A hybrid classification system for cancer diagnosis with proteomic bio-markers

  • Authors:
  • Jung-Ja Kim;Young-Ho Kim;Yonggwan Won

  • Affiliations:
  • Department of Electronics and Computer Engineering, Chonnam National University, Kwangju, Republic of Korea;Doul Info. Technology, Gwang-ju, Republic of Korea;Department of Electronics and Computer Engineering, Chonnam National University, Kwangju, Republic of Korea

  • Venue:
  • EPIA'05 Proceedings of the 12th Portuguese conference on Progress in Artificial Intelligence
  • Year:
  • 2005

Quantified Score

Hi-index 0.00

Visualization

Abstract

A number of studies have been performed with the objective of applying various artificial intelligence techniques to the prediction and classification of cancer specific biomarkers for use in clinical diagnosis. Most biological data, such as that obtained from SELDI-TOF (Surface Enhanced Laser Desorption and Ionization-Time Of Flight) MS (Mass Spectrometry) is high dimensional, and therefore requires dimension reduction in order to limit the computational complexity and cost. The DT (Decision Tree) is an algorithm which allows for the fast classification and effective dimension reduction of high dimensional data. However, it does not guarantee the reliability of the features selected by the process of dimension reduction. Another approach is the MLP (Multi-Layer Perceptron) which is often more accurate at classifying data, but is not suitable for the processing of high dimensional data. In this paper, we propose on a novel approach, which is able to accurately classify prostate cancer SELDI data into normal and abnormal classes and to identify the potential biomarkers. In this approach, we first select those features that have excellent discrimination power by using the DT. These selected features constitute the potential biomarkers. Next, we classify the selected features into normal and abnormal categories by using the MLP; at this stage we repeatedly perform cross validation to evaluate the propriety of the selected features.
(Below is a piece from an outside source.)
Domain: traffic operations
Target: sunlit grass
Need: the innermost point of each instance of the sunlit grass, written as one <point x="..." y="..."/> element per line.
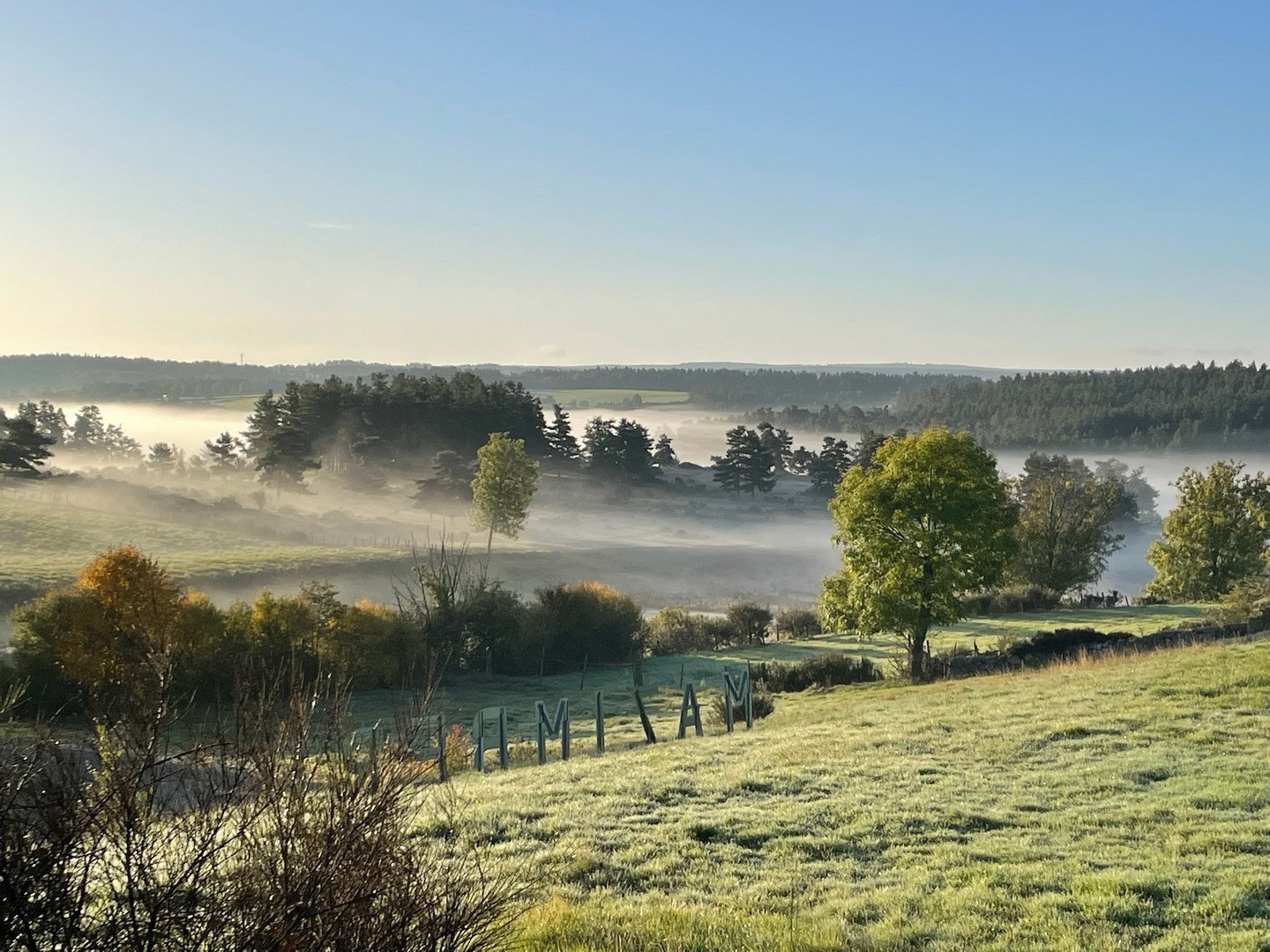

In this way, the proposed algorithm can take advantage of both the DT and MLP, by hybridizing these two algorithms. The experimental results demonstrate that the proposed algorithm is able to identify multiple potential biomarkers that enhance the confidence of diagnosis, also showing better specificity, sensitivity and learning error rates than other algorithms. The proposed algorithm represents a promising approach to the identification of proteomic patterns in serum that can distinguish cancer from normal or benign and is applicable to clinical diagnosis and prognosis.